A successful build will produce a .app file. To install the build on a device, it needs to be signed certificate. To sign the builds produced from a branch, enable code signing in the configuration pane and upload a valid certificate (.p12), along with the password for the certificate. The settings in your Xcode project need to be compatible with the files you're uploading. A provisioning profile is optional for code signing.

Currently, App Center only supports these signing configurations:

  • Manual signing using the Development export method with a development certificate only
  • Manual signing using the Developer ID export method
  • Automatic signing using the Development export method

You can read more about code signing in App Center's macOS code signing guide and in the official Apple Developer guide.

3.7. CocoaPods

App Center scans the selected branch and if it finds a Podfile, it will automatically do a pod install step at the beginning of every build.

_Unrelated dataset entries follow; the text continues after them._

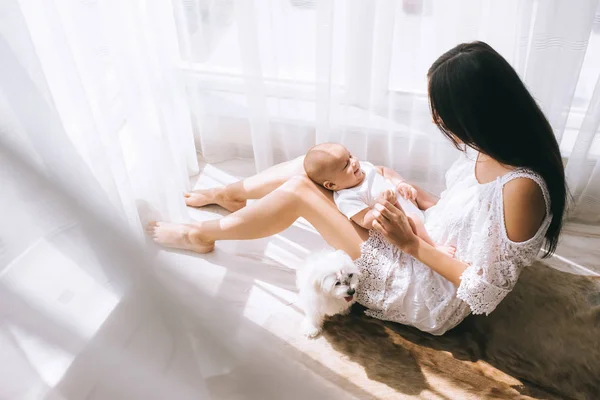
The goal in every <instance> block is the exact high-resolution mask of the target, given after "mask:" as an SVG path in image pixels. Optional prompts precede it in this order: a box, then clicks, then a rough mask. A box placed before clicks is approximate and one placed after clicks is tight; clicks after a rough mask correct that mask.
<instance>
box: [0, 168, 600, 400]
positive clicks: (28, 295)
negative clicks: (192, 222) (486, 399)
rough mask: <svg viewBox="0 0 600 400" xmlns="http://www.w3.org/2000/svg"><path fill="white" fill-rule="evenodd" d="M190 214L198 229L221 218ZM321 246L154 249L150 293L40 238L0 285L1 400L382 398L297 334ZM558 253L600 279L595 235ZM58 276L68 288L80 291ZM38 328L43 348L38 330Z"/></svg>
mask: <svg viewBox="0 0 600 400" xmlns="http://www.w3.org/2000/svg"><path fill="white" fill-rule="evenodd" d="M252 170H253V166H252V164H251V163H249V162H247V161H231V162H227V163H222V164H219V165H205V166H203V171H202V173H201V174H200V175H199V176H197V177H195V178H194V179H193V181H192V183H193V186H194V187H195V188H206V187H212V186H218V185H223V184H227V183H230V182H233V181H235V180H237V179H239V178H240V177H243V176H246V175H248V174H249V172H250V171H252ZM189 212H190V217H191V218H192V219H196V220H204V219H209V218H218V217H219V216H221V215H223V214H224V213H225V212H224V210H222V209H220V208H218V207H206V208H204V209H202V210H194V209H190V210H189ZM324 247H326V244H325V243H324V241H323V240H322V239H321V238H320V237H319V236H318V234H317V233H316V232H315V230H314V229H313V228H312V227H311V226H310V225H309V224H308V223H306V222H305V221H302V220H299V221H297V222H296V223H295V224H294V225H293V226H292V227H290V228H289V229H287V230H286V231H284V232H282V233H281V234H279V235H275V236H273V237H271V238H266V239H261V240H253V241H245V242H241V241H233V242H223V243H219V244H218V246H217V249H216V251H215V252H214V253H212V254H208V255H205V256H198V255H195V254H192V253H189V252H172V251H162V250H161V251H160V252H159V258H160V259H161V260H162V261H163V264H162V266H160V267H158V269H157V271H156V272H157V273H158V276H159V277H160V281H161V282H162V284H163V285H164V286H165V287H166V288H167V291H166V293H165V292H164V290H163V289H162V288H152V286H151V285H150V286H143V285H141V286H140V287H139V288H138V287H135V285H134V287H128V288H125V289H118V288H115V289H114V290H112V289H110V285H108V284H107V282H108V278H107V277H105V276H102V275H101V274H100V273H99V272H97V271H96V270H95V269H94V268H93V267H89V268H88V266H87V265H86V263H90V265H91V263H92V260H88V259H85V258H80V259H76V258H73V257H72V256H66V255H65V254H63V253H61V252H60V251H59V249H60V246H57V245H56V243H49V242H45V241H42V242H40V243H38V244H37V245H36V246H33V247H32V249H31V250H30V251H28V252H26V254H25V255H24V256H23V257H21V258H20V259H19V260H18V261H17V263H18V268H17V267H15V266H13V267H12V268H10V269H9V270H7V272H5V273H3V274H2V275H1V276H0V284H2V288H9V291H0V294H1V295H2V298H0V301H2V302H11V309H12V310H13V315H5V314H4V313H3V314H0V316H1V317H2V321H1V322H2V323H1V325H0V328H2V331H1V332H0V333H3V335H0V357H1V359H2V363H1V364H0V374H2V376H3V381H4V383H3V384H2V385H0V399H9V400H12V399H15V400H20V399H111V400H112V399H137V398H144V399H164V398H173V399H183V400H187V399H197V398H209V397H207V396H208V393H209V392H210V394H211V395H212V396H213V397H212V398H218V399H238V398H261V399H270V398H299V397H303V396H304V397H306V396H308V397H315V396H318V394H317V393H318V392H319V390H324V391H325V392H326V393H327V398H344V399H347V398H376V397H382V398H383V397H385V396H384V395H382V393H386V392H385V390H384V389H378V392H377V393H378V394H376V393H366V392H364V391H361V390H362V389H360V388H358V384H357V385H354V384H353V382H350V381H347V380H346V379H345V378H344V377H343V376H342V375H343V374H342V373H341V372H340V371H337V370H336V368H337V367H336V365H337V364H336V362H335V360H333V359H331V357H324V358H319V357H317V356H315V355H314V354H315V349H317V350H318V349H321V348H322V349H328V351H331V349H330V347H329V345H328V343H327V342H326V341H325V340H324V339H322V338H321V339H318V340H316V341H308V340H305V339H304V338H302V337H301V335H300V333H299V331H298V326H299V323H300V319H301V312H300V310H299V309H298V308H297V307H296V306H295V304H294V302H295V297H296V295H295V288H294V269H295V268H296V266H297V265H298V263H299V262H300V261H301V260H302V259H303V258H304V257H305V256H306V255H307V254H309V253H310V252H312V251H315V250H318V249H322V248H324ZM57 249H58V250H57ZM557 255H558V256H557V257H556V258H554V259H553V261H552V262H553V263H555V264H556V265H557V266H559V267H560V268H561V269H566V270H571V271H576V272H578V273H586V272H587V273H593V271H600V239H598V238H581V237H577V236H573V235H565V237H564V238H563V242H562V245H561V247H560V249H559V251H558V253H557ZM49 265H51V266H52V268H51V269H48V268H47V267H48V266H49ZM94 271H96V272H94ZM65 276H69V277H76V278H77V279H76V280H77V282H76V285H75V286H74V281H73V280H71V281H66V280H64V279H63V277H65ZM5 304H6V303H5ZM14 310H17V311H14ZM38 310H42V311H43V312H39V311H38ZM44 313H49V314H50V315H52V318H47V317H44V315H45V314H44ZM40 325H43V326H44V329H43V330H44V332H45V334H44V335H43V336H42V337H40V336H36V334H34V333H33V332H36V331H39V329H37V327H39V326H40ZM266 350H269V351H266ZM339 357H342V355H340V356H339ZM281 359H285V360H287V361H285V362H281ZM347 364H348V366H346V367H345V368H349V369H350V370H351V373H352V376H355V377H356V376H358V377H360V379H363V380H364V381H367V380H368V379H369V378H368V376H367V375H365V373H364V372H362V371H361V367H360V366H359V365H352V363H347ZM345 373H346V374H348V373H349V370H346V371H345ZM361 374H362V375H361ZM200 377H202V378H200ZM431 379H434V378H431ZM432 382H433V380H432ZM265 383H268V384H265ZM355 386H356V387H355ZM361 387H366V385H362V386H361ZM290 390H291V392H289V393H288V394H287V395H286V396H282V395H281V392H282V391H283V392H286V391H290ZM312 390H314V391H315V392H314V393H312V394H311V393H307V394H306V395H305V394H304V393H303V391H309V392H310V391H312ZM301 395H302V396H301ZM454 396H456V397H454ZM460 396H461V394H460V392H455V393H454V395H453V396H450V398H461V397H460ZM406 397H412V396H406ZM416 397H425V398H438V397H436V396H433V395H431V396H430V395H427V394H423V393H421V394H419V395H418V396H416ZM389 398H395V397H389ZM447 398H448V397H447ZM462 398H467V397H466V395H465V397H462Z"/></svg>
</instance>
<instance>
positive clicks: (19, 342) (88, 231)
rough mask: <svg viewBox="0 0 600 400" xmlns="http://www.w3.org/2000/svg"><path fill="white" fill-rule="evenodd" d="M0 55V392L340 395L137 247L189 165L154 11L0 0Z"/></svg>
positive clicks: (98, 3)
mask: <svg viewBox="0 0 600 400" xmlns="http://www.w3.org/2000/svg"><path fill="white" fill-rule="evenodd" d="M0 60H1V61H0V187H1V192H0V221H2V223H1V224H0V374H1V375H2V380H1V381H0V398H2V399H10V400H13V399H14V400H17V399H19V400H21V399H49V400H59V399H60V400H62V399H65V400H66V399H69V400H70V399H84V398H85V399H98V400H104V399H114V400H116V399H123V400H125V399H127V400H130V399H157V400H158V399H161V400H162V399H167V398H173V399H181V400H185V399H190V400H192V399H199V398H200V399H209V398H211V393H210V391H209V388H208V385H207V383H206V380H205V379H204V378H205V376H206V375H205V374H204V372H205V370H206V368H211V369H212V371H213V372H212V375H211V376H215V375H217V376H218V375H219V374H221V373H223V372H222V371H219V370H218V369H219V368H223V369H224V368H228V370H227V372H228V373H229V372H232V371H233V372H235V371H238V373H240V372H239V371H240V370H236V368H240V365H242V366H243V368H245V369H241V370H243V371H259V372H258V373H257V372H254V373H250V374H246V375H243V376H239V377H238V379H237V380H236V383H237V385H238V386H239V390H240V391H241V392H243V393H246V394H247V395H248V397H250V398H274V397H276V394H274V393H273V391H276V392H282V391H285V390H290V391H291V396H289V398H298V399H300V398H302V399H304V398H335V397H341V396H342V393H341V392H343V391H342V390H340V389H337V388H335V387H333V386H332V385H330V384H323V382H321V381H319V380H318V377H316V376H315V374H312V373H311V372H310V371H307V369H306V368H304V369H303V368H302V366H299V365H298V364H297V362H294V361H290V362H282V360H286V359H287V357H286V355H283V354H279V353H278V351H277V350H274V349H272V348H270V349H267V346H268V345H270V344H272V343H273V337H272V335H269V334H267V333H266V332H265V331H264V330H262V329H257V328H256V326H254V325H253V324H251V323H250V322H249V321H248V320H245V319H244V318H243V316H242V315H240V314H238V313H236V312H235V311H234V310H232V309H231V308H230V307H227V304H220V303H219V302H218V301H216V300H215V299H214V296H211V295H209V294H208V293H207V292H206V291H205V290H203V289H202V288H195V290H194V291H193V294H188V295H187V296H182V295H181V294H180V292H181V291H182V288H185V285H186V284H189V283H188V282H184V281H182V280H181V279H180V280H178V276H177V274H175V273H169V271H171V270H170V269H169V268H171V266H170V265H165V263H164V262H162V263H161V262H160V261H159V258H157V257H155V252H153V251H152V248H148V247H144V246H143V243H142V241H141V240H140V239H141V238H142V237H143V236H142V224H141V222H142V221H143V220H144V219H147V218H164V219H171V220H181V221H185V220H187V212H186V208H185V205H184V203H183V197H182V192H183V191H184V190H186V189H187V188H188V186H189V175H190V174H193V173H196V172H197V171H198V164H197V160H196V152H195V148H194V142H193V133H192V129H191V124H190V115H189V109H188V105H187V100H186V97H185V88H184V86H183V85H182V82H180V80H179V78H180V76H179V73H178V71H177V70H176V69H175V68H174V66H175V65H176V63H177V62H178V60H179V57H178V53H177V39H176V32H175V25H174V19H173V10H172V7H171V4H170V3H169V2H165V1H163V2H154V1H144V0H132V1H126V2H120V1H112V0H108V1H101V0H86V1H58V0H57V1H48V0H6V1H2V2H0ZM163 261H164V260H163ZM157 272H158V273H160V274H161V278H160V279H157ZM182 297H185V299H186V301H185V302H183V301H182ZM209 311H210V312H209ZM214 315H218V319H217V320H215V318H214ZM233 327H235V329H234V328H233ZM239 332H243V335H239ZM204 349H209V350H210V351H209V353H210V354H208V355H207V354H206V353H204V352H203V350H204ZM215 354H217V355H218V356H217V357H215V356H214V355H215ZM215 370H217V371H218V373H216V372H214V371H215ZM298 374H300V376H298ZM273 382H274V383H273ZM344 397H347V396H344Z"/></svg>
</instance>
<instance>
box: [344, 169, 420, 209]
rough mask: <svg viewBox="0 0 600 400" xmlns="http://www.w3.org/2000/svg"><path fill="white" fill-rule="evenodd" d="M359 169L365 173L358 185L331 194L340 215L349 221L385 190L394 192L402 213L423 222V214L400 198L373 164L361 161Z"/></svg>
mask: <svg viewBox="0 0 600 400" xmlns="http://www.w3.org/2000/svg"><path fill="white" fill-rule="evenodd" d="M360 169H362V171H363V172H364V173H365V179H364V180H363V181H362V183H361V184H360V185H357V186H354V187H351V188H348V189H342V190H338V191H337V192H335V193H334V194H333V199H334V201H335V204H336V205H337V207H338V209H339V210H340V211H341V213H342V214H344V215H345V216H346V217H348V218H349V219H350V218H352V217H353V216H355V215H356V214H358V213H359V212H361V211H362V210H364V209H365V208H368V207H369V208H370V207H372V206H373V205H375V203H376V202H377V199H378V198H379V196H380V195H381V193H383V192H384V191H385V190H387V189H391V190H393V191H395V192H396V197H397V198H398V202H399V203H400V206H401V207H402V208H403V209H404V212H406V213H407V214H410V215H411V216H416V217H417V218H419V219H420V220H421V221H423V220H424V217H423V212H422V211H421V210H419V209H418V208H417V206H415V205H414V204H413V203H412V202H411V201H410V200H406V199H405V198H404V197H402V196H401V195H400V193H398V191H397V190H396V188H395V187H394V184H392V183H391V182H390V181H388V180H387V179H385V178H384V177H383V176H382V175H380V174H379V173H378V172H377V169H376V168H375V167H374V166H373V164H371V163H370V162H366V161H361V162H360Z"/></svg>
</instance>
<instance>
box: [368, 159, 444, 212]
mask: <svg viewBox="0 0 600 400" xmlns="http://www.w3.org/2000/svg"><path fill="white" fill-rule="evenodd" d="M376 168H377V170H378V171H379V173H380V174H381V175H383V177H384V178H386V179H389V180H390V181H391V182H392V183H393V184H394V186H398V184H399V183H402V182H406V181H405V180H404V178H402V176H401V175H400V174H399V173H397V172H396V171H394V170H393V169H391V168H388V167H384V166H378V167H376ZM411 186H412V187H414V188H415V189H416V190H417V198H416V202H417V205H418V206H419V208H420V209H421V210H427V209H428V208H430V207H433V206H434V205H436V203H437V202H438V200H439V199H438V198H437V197H435V196H434V195H432V194H431V193H429V192H426V191H425V190H423V189H421V188H420V187H418V186H415V185H412V184H411Z"/></svg>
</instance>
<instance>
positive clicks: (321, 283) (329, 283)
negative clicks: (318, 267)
mask: <svg viewBox="0 0 600 400" xmlns="http://www.w3.org/2000/svg"><path fill="white" fill-rule="evenodd" d="M336 281H337V278H336V276H335V275H332V274H329V275H325V276H322V277H320V279H315V289H317V290H320V291H323V292H330V291H331V289H332V288H333V286H334V285H335V282H336Z"/></svg>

This ensures that all dependencies are installed.

If the repository already contains a /Pods folder, App Center assumes you've checked in the pods in your repository and will no longer run pod install.

3.8. Distribute to a distribution group

You can configure each successfully signed build from a branch to be distributed to a previously created distribution group. You can add a new distribution group from within the Distribute section. There's always a default distribution group called "Collaborators" that includes all the users who have access to the app.

Once you save the configuration, a new build will be kicked off automatically.

4. Build results

After a build is triggered, it can be in the following states:

  • queued - the build is queued, waiting for resources to be free.
  • building - the build is running the predefined tasks.
  • succeeded - the build completed successfully.
  • failed - the build found failures that prevented it from completing. You can troubleshoot the build by downloading and inspecting the build logs.
  • canceled - the build was canceled by a user action or it timed out.

4.1. Build logs

For a completed build (succeeded or failed), download the logs to understand more about how the build went. App Center provides an archive with the following files:

|-- 1_build.txt (this is the general build log)
|-- build (this folder contains a separate log file for each build step)
    |-- <build-step-1> (e.g. 2_Get Sources.txt)
    |-- <build-step-2> (e.g. 3_Pod install.txt)
    |-- <build-step-n> (e.g. n_Post Job Cleanup.txt)

The build step-specific logs (located in the build directory of the archive) are helpful for troubleshooting and understanding in what step and why the build failed.

4.2. The app (.app)

The .app file is a Mac application archive file, which contains the Mac app.

  • If the build is signed correctly, the .app file can be installed on a device corresponding to the provisioning profile used when signing. More details about code signing and distribution with App Center can be found in App Center's macOS code signing documentation.
  • If the build hasn't been signed, the .app file can be signed by the developer. For example, using codesign.

4.3. The symbols file (.dsym)

The .dsym files contain the debug symbols for the app.

  • If you've added the App Center SDK in your app with the crash reporting module enabled, the crash reporting service requires this .dsym file for a build to display human-readable (symbolicated) crash reports.
  • If you've added another SDK for crash reporting in your app, like the HockeyApp SDK, the service requires the .dsym file to display human-readable crash reports.

The .dsym files don't change when code signing the .app. If you decide to code sign the build later, the .dsym generated before code signing is still valid.

Build internals

To build your project, we use xcodebuild, a command-line tool that allows you to build, query, analyze, test, and archive your Xcode projects and workspaces.

Supported versions and requirements

Build machine version details are updated each time a new version of macOS is added. We include the latest versions released by Apple as soon as possible on our build VMs.